First, the question arises as to why anyone should respect blogs and Twitter on their literary merit. Many are written stream-of-conscious, by mere plebeians versus traditionally educated intellectuals, and thus the language deviates phenomenally from traditional texts. To snub or ignore these handles for these reasons, however, forwards a notion of literary purism – the idea that there is a “right” language, and any deviating vernaculars signify lack of status or intelligence. While this is a debate for a later forum, my take would be that we should be wary of purist notions of language in the modern world and accept the deviations present in these forums as important cultural expressions free from hierarchical language “classes.” In other words, the specific presentation of the language should not be a judge of its quality.



With that out of the way, we should move towards the content. Tweeting and blogging have lasting cultural implications. They have fundamentally changed the way that our generation utilizes and interprets the written word. Before modern technology, people primarily read about other societies in a story format or third-person perspective. One would read a book or an article in a newspaper to find out about other cultures or other dimensions of human experience. If stories were written in first-person perspective, only a minority were informal, highly personal narratives. Today, college students arguably rely on media in the first-person perspective to gather news, and to learn about other people. Tweets supply quick news, and blogs chronicle diverse human experience and supply entertainment. In short, in modern society, people utilize informal, highly personal mediums to gather information.
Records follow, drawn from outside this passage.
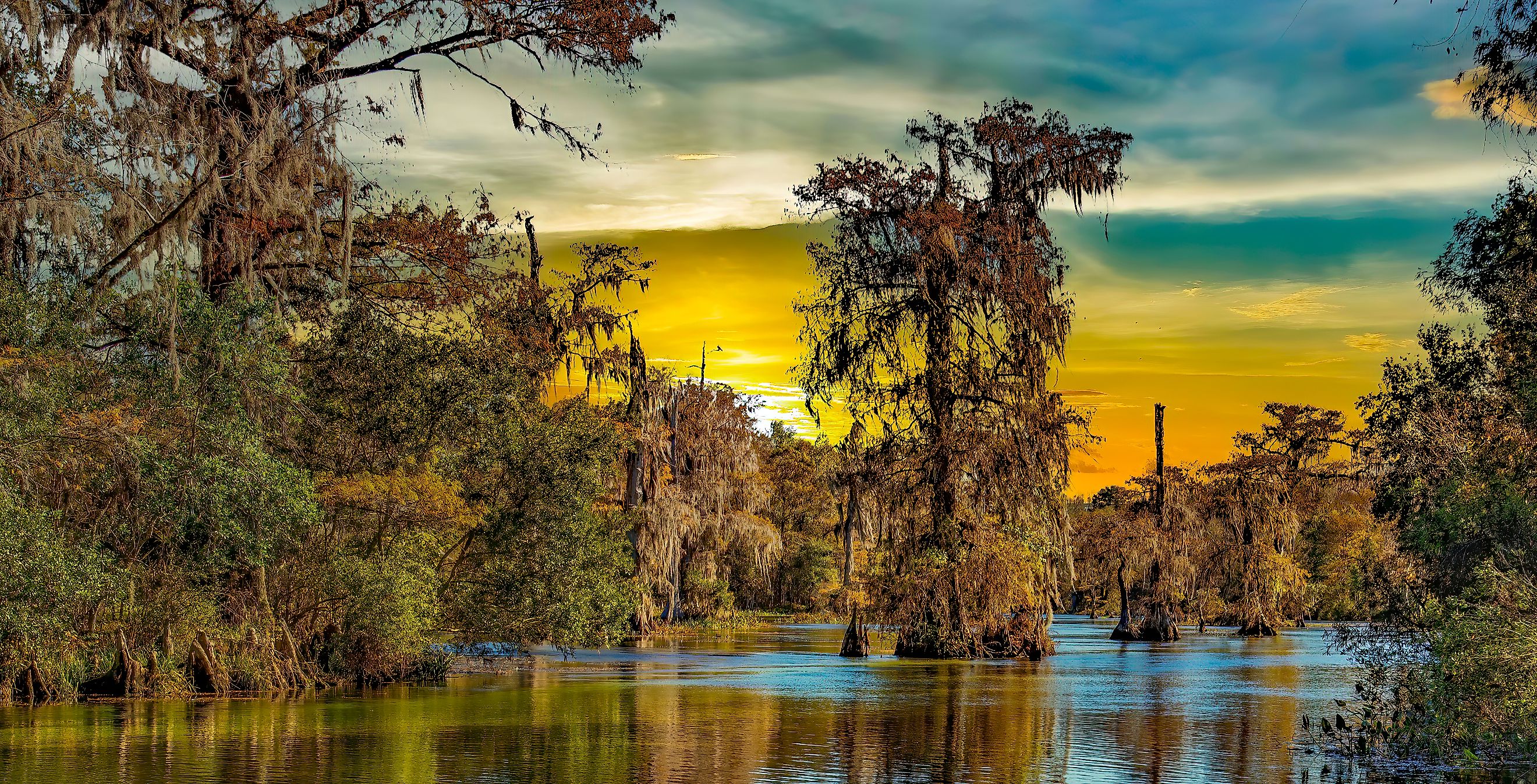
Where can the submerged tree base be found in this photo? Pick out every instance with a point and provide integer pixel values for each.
(1015, 640)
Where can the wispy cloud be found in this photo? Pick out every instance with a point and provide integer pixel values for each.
(1450, 97)
(1376, 342)
(1305, 301)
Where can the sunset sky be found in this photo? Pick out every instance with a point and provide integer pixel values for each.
(1295, 166)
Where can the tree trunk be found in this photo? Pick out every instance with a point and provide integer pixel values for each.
(1161, 625)
(856, 640)
(1124, 631)
(125, 677)
(208, 675)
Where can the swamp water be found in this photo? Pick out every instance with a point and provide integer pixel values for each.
(766, 704)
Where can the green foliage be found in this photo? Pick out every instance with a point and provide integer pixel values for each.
(1454, 432)
(1482, 694)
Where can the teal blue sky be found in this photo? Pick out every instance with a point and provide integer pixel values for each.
(1295, 166)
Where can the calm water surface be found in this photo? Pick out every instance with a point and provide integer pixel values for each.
(772, 704)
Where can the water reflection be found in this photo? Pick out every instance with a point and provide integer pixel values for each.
(750, 706)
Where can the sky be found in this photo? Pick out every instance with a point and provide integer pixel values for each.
(1295, 165)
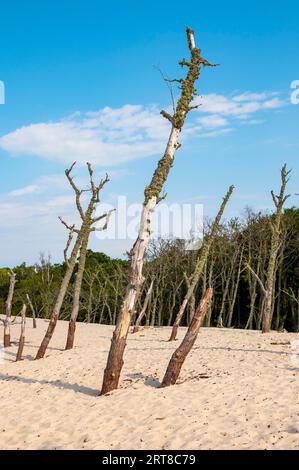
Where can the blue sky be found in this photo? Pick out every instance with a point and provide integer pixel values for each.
(81, 84)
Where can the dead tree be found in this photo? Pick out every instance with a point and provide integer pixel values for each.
(87, 228)
(70, 263)
(22, 335)
(8, 309)
(200, 264)
(152, 196)
(144, 308)
(178, 358)
(32, 311)
(268, 288)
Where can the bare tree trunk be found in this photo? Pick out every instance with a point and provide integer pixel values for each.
(62, 291)
(269, 288)
(32, 310)
(200, 264)
(152, 197)
(144, 308)
(22, 336)
(8, 308)
(77, 291)
(87, 222)
(179, 356)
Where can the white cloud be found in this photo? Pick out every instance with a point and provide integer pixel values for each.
(111, 137)
(213, 121)
(31, 188)
(239, 106)
(107, 137)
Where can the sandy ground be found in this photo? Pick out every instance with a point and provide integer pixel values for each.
(237, 390)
One should further consider the strange ramifications of anonymous blogging and tweeting. Literature is judged and constructed for an audience; it is a reactive medium intended to anticipate audience response. So, when one has the capacity to restrict the audience to solely unknown, anonymous viewers, he or she has incredible new freedom to bare their soul. I have had the unique opportunity to read a blog of an acquaintance who assumes her forum is presented to completely unknown viewers. What I’ve found is she has a unique freedom to criticize and present herself freely and honestly; the experience of reading it is akin to reading a diary. Because of the nature of the blog, she is not even subconsciously aware that acquaintances might read her posts and form judgments of her. She has total freedom to shape her self-image. Even anonymous literature does not have this capacity, because it is still read by a mass audience versus a blog’s 100-1000

dedicated viewers. 

Twitter is another such novel forum. Even when presented to the public, it is a fresh representation of the psyche because of its breadth. Besides blogging (Facebook does not require personal posts), it is one of the only forums allowing one to present themselves to the public in small, personal slices over an extended period of time. A dedicated, personal Twitter handle thus has the unique capacity to reveal an unedited human conscious. In fact, it draws to light questions about human identity itself. Is the social essence of a person their interactive physical presence or the version represented over time through these handles? Are they fundamentally different? Are the handles more honest about self than physically social interaction, or less so?

The answers to these questions are enormously significant and have much to say about the nature of human expression. These forums make the human mind less and less a private black box; they allow a leaking of identity that cannot be expressed strictly through conversation or abstract artistic means.